What is the "all appropriate treatment" rule?
It is a proposed new access requirement. To qualify for the NDIS, a person would need to show that all appropriate treatment for their condition has been undertaken, that no other treatment is likely to materially improve the impairment, and that the impairment is likely to be lifelong. It is planned to apply to new applicants from 1 January 2028, alongside a new functional-capacity assessment.
What is Thriving Kids and when does it start?
Thriving Kids is a $4 billion program for children aged 8 and under with developmental delay or autism with low-to-moderate support needs, delivered outside the NDIS through health, child-health and early-childhood-education settings. It requires no diagnosis and charges no gap fees for physio and speech. The phased rollout begins 1 October 2026 and it is planned to be fully operational, with access changes for new 0-8 applicants, from 1 January 2028.

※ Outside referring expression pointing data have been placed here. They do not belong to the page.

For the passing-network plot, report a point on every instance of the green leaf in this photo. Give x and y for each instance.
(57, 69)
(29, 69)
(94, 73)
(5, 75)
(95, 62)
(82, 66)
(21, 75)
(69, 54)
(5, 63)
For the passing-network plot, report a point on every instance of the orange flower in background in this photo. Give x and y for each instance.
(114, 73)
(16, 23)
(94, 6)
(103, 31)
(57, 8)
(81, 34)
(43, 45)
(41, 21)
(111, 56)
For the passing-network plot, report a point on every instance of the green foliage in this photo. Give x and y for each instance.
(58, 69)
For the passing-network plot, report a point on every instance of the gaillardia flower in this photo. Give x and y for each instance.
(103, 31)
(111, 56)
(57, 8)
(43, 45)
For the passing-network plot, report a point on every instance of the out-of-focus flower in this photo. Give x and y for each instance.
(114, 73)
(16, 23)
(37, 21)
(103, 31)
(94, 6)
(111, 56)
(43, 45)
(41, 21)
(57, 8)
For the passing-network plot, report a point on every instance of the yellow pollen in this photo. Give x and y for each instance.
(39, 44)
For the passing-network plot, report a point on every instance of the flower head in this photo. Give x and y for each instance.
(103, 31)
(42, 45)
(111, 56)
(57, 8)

When do NDIS providers have to register under the new rules?
Under the government's reform timeline, mandatory registration begins for Supported Independent Living (SIL) and platform providers from 1 July 2026, expands to higher-risk activities such as personal care from 1 July 2027, and applies to all in-scope providers by December 2030. A separate enrolment system will capture basic details on most providers by December 2027, and a new plan-management provider panel starts from 1 October 2027.
How much will the 2026 NDIS changes save, and how many participants are affected?
The Budget headline is about $36.2 billion in savings to 2030; Treasury modelling tabled in the Senate puts it at $38.1 billion over four years. The scheme is currently around $50 billion a year with about 760,000 participants; the government projects participant numbers settling near 600,000 and annual growth slowing to about 3.6%.